N&PD Moderators: Skorpio | thegreenhand
I'm not sure kappa receptors have much to do with hallucination, even if extreme agonism leads to hallucination indirectly. Which hallucinogens are kappa ligands? Even serotonin or NMDA are more likely candidates just based on the number of hallucinogens I can think of off the top of my head that act on those receptors and aren't kappa opioids at all.
But there are different kinds of opioid hallucination. Morphine and heroin give me closed eye visuals that are surreal and vivid with odd low color palettes. It's very dream-like.
Any effect from morphine/heroin would be/is mediated by mu-receptors, as I was trying to differentiate from the effect of k-receptors in my first post in this thread.
is most definitely dissociative due to NMDA antagonism.
Suboxone, especially when taken sublingually rather than snorted is pretty potently hallucinogenic for swim. Even much more so when combined with good weed. It feels for swim very anticholinergic and dreamy, possibly antihistaminic and is most definitely dissociative due to NMDA antagonism. It's the closest drug in feel swim has ever tried to DXM and reproduces much of its dissociative qualities, but is more visual and far less mental. The nod off, especially with weed is very powerful and euphoric, though can be much too much, during which swim has very vivid and continuous CEVs which are mostly picture and memory-like...dreamlike, just as with DXM, which only gives shapes and pictures, no random psychedelia like most psychedelics.
DXM is a stereoisomer of an opioid and has NMDA effects, I think it's also within reason, chemically, to suggest an NMDA antagonization.
High doses of morphine give me very vivid CEVs, and even mild OEVs. I am schizophrenic and have synaesthesia; I don't know if that plays a role.

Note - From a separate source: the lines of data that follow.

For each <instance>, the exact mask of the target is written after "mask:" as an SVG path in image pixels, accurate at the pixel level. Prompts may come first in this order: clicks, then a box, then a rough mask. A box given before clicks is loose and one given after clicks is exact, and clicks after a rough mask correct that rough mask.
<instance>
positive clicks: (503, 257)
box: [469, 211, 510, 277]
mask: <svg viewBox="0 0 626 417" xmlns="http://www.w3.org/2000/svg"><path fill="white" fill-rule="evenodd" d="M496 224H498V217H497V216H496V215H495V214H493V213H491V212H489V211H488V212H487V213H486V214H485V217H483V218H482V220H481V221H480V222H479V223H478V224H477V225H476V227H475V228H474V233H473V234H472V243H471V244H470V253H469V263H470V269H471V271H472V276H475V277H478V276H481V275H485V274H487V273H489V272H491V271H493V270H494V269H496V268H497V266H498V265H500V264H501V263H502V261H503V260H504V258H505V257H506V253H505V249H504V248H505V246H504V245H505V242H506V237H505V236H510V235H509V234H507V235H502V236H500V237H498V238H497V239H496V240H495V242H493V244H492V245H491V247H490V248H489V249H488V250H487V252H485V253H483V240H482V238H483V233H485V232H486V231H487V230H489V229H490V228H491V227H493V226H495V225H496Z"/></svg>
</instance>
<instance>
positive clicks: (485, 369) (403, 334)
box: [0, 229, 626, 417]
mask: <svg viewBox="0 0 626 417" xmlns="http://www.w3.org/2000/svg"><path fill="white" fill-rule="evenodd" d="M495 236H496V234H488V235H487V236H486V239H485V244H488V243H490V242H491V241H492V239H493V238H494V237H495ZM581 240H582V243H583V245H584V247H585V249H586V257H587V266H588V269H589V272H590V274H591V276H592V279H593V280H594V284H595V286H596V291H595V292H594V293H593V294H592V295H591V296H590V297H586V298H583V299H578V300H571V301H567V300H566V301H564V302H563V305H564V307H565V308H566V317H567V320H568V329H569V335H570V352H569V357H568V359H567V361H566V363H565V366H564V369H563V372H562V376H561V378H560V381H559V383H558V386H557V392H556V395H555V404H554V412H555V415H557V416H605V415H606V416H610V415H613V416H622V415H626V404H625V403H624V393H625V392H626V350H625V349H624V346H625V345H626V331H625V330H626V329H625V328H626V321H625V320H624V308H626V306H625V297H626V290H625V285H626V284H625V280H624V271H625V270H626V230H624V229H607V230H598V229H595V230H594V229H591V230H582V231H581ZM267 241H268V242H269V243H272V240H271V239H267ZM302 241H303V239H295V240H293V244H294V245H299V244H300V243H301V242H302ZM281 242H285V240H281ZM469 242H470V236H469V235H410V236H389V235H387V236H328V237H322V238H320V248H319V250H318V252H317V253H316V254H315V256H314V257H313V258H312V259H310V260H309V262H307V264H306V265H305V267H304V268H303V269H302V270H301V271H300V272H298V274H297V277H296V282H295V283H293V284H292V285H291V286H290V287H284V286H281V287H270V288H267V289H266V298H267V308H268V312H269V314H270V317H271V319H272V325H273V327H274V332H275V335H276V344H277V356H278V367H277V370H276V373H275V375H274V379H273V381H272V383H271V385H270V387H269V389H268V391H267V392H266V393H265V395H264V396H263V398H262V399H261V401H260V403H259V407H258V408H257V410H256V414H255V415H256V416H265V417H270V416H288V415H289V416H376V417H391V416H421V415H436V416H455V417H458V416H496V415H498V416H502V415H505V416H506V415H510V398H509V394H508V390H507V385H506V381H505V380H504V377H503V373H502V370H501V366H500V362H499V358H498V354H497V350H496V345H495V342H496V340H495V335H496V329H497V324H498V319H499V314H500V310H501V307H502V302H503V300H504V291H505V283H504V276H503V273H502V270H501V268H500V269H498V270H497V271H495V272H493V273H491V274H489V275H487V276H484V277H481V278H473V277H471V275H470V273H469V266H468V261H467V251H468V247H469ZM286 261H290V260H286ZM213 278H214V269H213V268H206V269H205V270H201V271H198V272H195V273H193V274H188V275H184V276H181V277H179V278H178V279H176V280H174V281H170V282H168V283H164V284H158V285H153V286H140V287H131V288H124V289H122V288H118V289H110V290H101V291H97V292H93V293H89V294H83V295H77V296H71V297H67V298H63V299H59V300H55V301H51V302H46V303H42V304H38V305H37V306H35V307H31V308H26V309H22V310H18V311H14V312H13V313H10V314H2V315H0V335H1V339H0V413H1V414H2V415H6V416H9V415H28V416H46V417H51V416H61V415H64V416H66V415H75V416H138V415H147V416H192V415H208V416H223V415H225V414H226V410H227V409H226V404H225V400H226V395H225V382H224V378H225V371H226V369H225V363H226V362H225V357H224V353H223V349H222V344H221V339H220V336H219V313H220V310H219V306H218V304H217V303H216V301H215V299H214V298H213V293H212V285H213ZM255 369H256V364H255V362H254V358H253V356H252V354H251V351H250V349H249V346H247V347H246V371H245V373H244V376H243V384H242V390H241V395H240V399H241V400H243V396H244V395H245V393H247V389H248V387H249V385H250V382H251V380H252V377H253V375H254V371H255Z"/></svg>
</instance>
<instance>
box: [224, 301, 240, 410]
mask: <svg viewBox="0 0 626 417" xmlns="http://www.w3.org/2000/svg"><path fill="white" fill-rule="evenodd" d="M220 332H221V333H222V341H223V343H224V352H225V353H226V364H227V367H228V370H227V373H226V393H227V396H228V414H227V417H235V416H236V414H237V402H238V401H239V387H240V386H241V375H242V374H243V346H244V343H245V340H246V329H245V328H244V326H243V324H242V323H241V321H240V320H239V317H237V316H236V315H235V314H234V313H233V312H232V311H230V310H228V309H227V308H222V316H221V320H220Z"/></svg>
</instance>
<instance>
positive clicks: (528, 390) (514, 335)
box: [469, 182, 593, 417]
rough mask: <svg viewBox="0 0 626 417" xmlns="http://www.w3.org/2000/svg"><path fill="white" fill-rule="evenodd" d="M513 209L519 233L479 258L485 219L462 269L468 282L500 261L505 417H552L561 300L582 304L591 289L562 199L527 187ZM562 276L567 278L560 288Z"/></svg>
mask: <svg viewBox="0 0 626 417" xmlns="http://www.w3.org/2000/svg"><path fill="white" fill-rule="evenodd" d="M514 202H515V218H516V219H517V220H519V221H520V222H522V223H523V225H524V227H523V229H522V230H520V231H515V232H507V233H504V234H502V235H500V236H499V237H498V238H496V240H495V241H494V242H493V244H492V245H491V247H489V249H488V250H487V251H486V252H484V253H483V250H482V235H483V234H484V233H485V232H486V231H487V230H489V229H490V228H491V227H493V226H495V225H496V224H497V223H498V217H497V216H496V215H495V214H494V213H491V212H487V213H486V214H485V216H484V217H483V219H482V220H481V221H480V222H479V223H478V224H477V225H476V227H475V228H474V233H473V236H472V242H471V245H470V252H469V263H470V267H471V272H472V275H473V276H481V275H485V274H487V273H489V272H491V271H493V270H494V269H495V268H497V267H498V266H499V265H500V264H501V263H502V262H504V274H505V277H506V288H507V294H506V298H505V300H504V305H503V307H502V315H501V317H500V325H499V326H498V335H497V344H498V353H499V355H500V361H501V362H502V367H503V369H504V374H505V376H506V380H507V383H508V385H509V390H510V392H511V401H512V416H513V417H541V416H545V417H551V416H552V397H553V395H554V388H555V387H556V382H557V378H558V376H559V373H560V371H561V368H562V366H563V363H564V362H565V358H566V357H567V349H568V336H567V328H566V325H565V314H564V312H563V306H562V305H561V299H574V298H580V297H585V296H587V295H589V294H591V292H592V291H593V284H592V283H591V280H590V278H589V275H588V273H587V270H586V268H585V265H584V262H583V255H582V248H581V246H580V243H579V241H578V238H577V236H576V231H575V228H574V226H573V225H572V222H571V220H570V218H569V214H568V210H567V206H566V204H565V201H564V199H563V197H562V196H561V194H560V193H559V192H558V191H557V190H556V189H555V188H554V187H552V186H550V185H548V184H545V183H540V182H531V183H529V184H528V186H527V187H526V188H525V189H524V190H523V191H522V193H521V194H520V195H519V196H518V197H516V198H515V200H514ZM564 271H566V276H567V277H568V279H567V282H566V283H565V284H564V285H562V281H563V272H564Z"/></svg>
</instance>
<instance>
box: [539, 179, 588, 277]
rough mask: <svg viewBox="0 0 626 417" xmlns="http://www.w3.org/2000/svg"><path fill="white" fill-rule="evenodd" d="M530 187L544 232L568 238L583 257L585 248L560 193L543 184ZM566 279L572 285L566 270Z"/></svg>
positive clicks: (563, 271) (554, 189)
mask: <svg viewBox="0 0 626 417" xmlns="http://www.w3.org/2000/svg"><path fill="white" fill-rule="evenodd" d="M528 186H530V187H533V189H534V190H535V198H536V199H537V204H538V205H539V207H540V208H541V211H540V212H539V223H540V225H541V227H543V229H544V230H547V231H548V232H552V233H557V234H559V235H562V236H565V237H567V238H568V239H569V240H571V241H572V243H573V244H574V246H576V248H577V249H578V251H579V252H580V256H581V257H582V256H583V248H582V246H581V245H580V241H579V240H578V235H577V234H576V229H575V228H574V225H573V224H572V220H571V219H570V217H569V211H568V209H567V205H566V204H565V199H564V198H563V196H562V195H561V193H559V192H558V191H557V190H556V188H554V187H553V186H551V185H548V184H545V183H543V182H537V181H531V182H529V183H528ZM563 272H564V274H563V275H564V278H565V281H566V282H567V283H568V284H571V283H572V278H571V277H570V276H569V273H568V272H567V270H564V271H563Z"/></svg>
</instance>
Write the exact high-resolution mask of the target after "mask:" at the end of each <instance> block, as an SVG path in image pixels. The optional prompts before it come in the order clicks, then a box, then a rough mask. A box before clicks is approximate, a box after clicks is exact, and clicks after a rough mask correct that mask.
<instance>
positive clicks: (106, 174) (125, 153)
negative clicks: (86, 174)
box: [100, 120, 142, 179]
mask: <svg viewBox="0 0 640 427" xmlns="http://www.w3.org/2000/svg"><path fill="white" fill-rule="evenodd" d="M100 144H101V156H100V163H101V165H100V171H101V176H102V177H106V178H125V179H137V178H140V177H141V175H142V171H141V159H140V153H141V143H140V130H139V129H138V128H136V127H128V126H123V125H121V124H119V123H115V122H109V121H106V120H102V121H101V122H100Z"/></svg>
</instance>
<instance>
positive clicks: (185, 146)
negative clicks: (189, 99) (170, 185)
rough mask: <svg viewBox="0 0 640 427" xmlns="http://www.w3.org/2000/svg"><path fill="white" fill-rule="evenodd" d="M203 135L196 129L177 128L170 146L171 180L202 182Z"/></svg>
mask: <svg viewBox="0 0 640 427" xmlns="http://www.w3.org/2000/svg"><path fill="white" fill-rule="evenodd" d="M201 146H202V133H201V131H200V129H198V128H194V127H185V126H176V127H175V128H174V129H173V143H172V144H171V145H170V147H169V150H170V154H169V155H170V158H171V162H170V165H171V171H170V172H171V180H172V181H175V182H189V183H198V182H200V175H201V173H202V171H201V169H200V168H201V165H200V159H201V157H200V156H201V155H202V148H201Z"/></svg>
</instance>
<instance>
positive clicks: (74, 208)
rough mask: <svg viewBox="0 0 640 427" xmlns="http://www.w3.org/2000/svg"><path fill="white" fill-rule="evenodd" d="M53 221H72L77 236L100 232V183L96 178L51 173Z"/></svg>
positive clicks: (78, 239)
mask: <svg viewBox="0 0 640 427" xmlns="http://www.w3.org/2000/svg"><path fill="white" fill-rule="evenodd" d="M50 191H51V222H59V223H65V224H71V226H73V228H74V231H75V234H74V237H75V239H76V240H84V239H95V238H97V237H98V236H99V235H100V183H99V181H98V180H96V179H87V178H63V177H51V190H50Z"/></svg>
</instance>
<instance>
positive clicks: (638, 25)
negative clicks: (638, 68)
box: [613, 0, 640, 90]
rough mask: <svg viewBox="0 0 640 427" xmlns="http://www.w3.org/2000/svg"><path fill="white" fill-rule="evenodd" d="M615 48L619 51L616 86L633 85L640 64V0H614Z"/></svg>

Buprenorphine is a large substrate for a receptor, especially among non-peptide opioids and opiates. Very few are as big as buprenorphine, though of course several are. I think the large size in addition to correct sterics and maximized binding (for this stereochemistry) allows for it to bind very mildly, because the normal opioid moeities are still there, just one stereocenter changed. It is obviously not a very powerful NMDA antagonist, but SWIM feels a shadow of ketamine and dxm. Just a suggestion, no need to be offended.